Frische Lebensmittel zum Wunschtermin nach Hause bestellen, die Liebe des Lebens finden, das Auto oder Luxusfahrzeuge ersteigern: Gefühlt lässt sich alles digital ordern. Eine der ganz wenigen Ausnahmen sind Immobilien. Die gesetzlichen Rahmenbedingungen sind ein Grund, die Trägheit der Branche ein anderer. Dass sich „Immobilienshopping” im Web erfolgreich umsetzen lässt, haben Pilotprojekte gezeigt.
Immobilienshopping im Web
Seit 2009 erlebt die Immobilienbranche einen wahren Boom: Getrieben von den fallenden Zinsen suchen Investoren händeringend nach Anlagemöglichkeiten mit langfristiger Rendite. Auch für Eigennutzer ist der Kauf von Wohneigentum eine äußerst attraktive Alternative zum Mieterdasein.

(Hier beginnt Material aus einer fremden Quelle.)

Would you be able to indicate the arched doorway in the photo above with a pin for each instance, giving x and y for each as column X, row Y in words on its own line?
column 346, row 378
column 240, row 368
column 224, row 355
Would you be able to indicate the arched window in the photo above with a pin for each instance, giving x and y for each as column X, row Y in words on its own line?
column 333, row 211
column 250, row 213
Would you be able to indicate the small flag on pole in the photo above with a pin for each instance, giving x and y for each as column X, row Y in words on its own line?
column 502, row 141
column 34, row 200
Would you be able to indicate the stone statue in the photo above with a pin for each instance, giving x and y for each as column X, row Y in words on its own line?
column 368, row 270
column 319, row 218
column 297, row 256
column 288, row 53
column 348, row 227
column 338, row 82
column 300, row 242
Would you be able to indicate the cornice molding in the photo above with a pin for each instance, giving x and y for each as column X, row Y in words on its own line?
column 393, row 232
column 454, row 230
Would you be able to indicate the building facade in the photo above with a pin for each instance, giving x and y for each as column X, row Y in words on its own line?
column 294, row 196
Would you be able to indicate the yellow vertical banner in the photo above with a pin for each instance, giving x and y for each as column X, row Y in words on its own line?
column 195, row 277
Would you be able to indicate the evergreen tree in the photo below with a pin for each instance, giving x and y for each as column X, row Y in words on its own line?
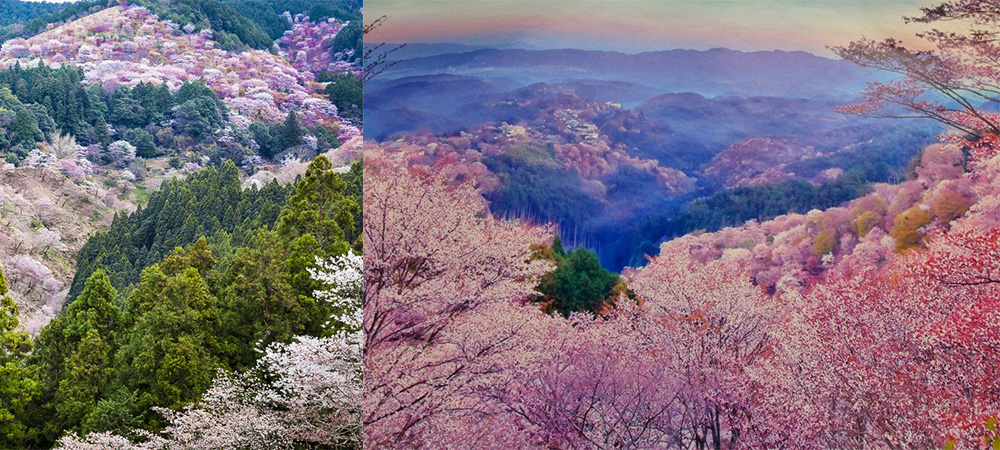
column 17, row 383
column 73, row 356
column 25, row 128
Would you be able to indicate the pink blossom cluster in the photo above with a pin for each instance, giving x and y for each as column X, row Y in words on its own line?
column 874, row 325
column 307, row 45
column 127, row 45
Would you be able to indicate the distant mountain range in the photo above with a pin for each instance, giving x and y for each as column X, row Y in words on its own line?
column 710, row 72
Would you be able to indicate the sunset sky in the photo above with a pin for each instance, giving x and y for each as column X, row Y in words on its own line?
column 643, row 25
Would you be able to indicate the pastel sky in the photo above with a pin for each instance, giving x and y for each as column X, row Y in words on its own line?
column 643, row 25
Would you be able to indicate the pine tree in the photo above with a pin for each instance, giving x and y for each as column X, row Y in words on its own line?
column 17, row 384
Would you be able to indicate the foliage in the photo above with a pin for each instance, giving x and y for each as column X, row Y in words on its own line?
column 578, row 284
column 180, row 212
column 17, row 384
column 345, row 91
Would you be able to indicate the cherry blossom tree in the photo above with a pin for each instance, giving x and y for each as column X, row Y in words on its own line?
column 961, row 71
column 443, row 283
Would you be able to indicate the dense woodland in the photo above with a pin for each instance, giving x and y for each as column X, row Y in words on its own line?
column 194, row 297
column 218, row 304
column 855, row 309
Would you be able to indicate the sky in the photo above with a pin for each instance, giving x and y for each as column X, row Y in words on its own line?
column 645, row 25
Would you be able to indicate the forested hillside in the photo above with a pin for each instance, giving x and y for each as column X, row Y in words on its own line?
column 180, row 225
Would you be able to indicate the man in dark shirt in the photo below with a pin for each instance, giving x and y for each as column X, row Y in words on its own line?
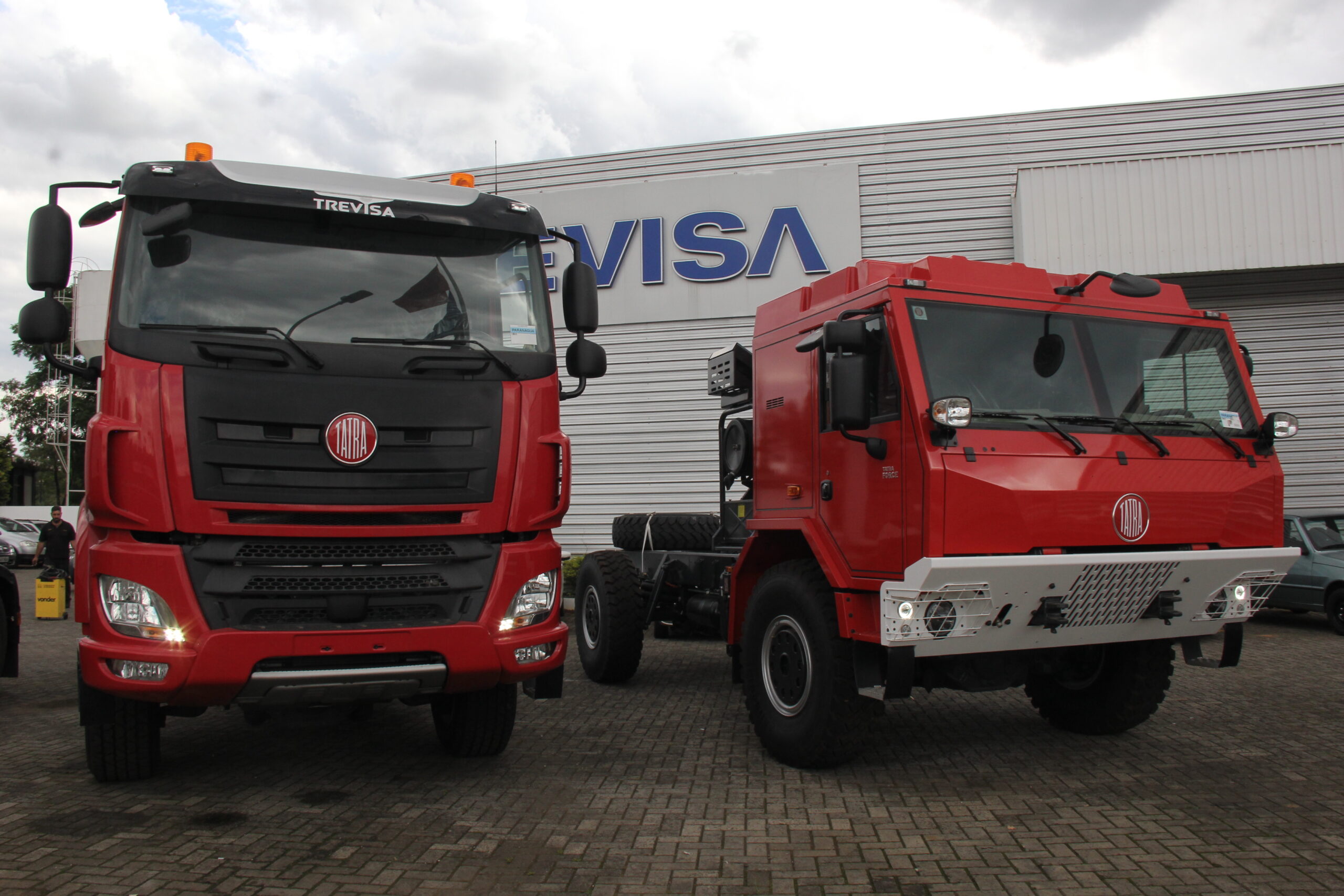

Mit der zu erwartenden Abkühlung des wirtschaftlichen Klimas und steigenden Zinsen wird der Druck zur Innovation in diesem Sektor deutlich spürbar werden. Start-ups stellen bereits innovative digitale Lösungen für diesen Milliardenmarkt zur Verfügung. Die Angebote beschränken sich aktuell allerdings fast ausschließlich auf die Herstellung selbst, den Handel mit Baumaterialien, auf die Verwaltung oder die Vermietung der Immobilien. An den logischen nächsten Schritt, nämlich den kostenintensiven Vertrieb vollumfänglich zu digitalisieren, wagt sich bislang kein Anbieter.
Großer Hebel bei der Reduzierung der Vertriebskosten
Dabei ist das Potenzial enorm: Branchenübliche Vertriebskosten liegen – in Abhängigkeit vom angebotenen Objekt – bei 5 bis 7 Prozent des Verkaufspreises. Eine nur teilweise Senkung dieses enormen Kostenblocks ist somit entsprechend attraktiv. Die zu erwartenden Einspareffekte durch eine vollständige Digitalisierung der Vertriebsprozesse sind vor allem bei großvolumigen Bauprojekten beachtlich.
Ideal geeignet für eine vollständige Digitalisierung der Customer Journey sind vor allem Immobilienobjekte als Kapitalanlage mit vergleichsweise überschaubaren Investitionsvolumen. Ein Aspekt ist hier entscheidend: Die emotionale Komponente spielt beim Kauf des Objekts – anders als bei der Eigennutzung – eine eher untergeordnete Rolle. Klassische Beispiele hierfür sind Mikroapartments in Pflegeeinrichtungen oder in Studentenwohnheimen. Die Parameter für die Entscheidung sind vorwiegend rationaler Natur. Staatliche Unterstützungen in Form von zinsvergünstigten Krediten, Tilgungszuschüssen und steuerlichen Abschreibungsmöglichkeiten erhöhen die Kalkulierbarkeit und rücken diese Art des Immobilieninvestments in die Nähe klassischer Kapitalanlagen. Die Bereitschaft, die Customer Journey bis zur verbindlichen Notariatsbeauftragung rein digital zu durchlaufen, nimmt dadurch zu.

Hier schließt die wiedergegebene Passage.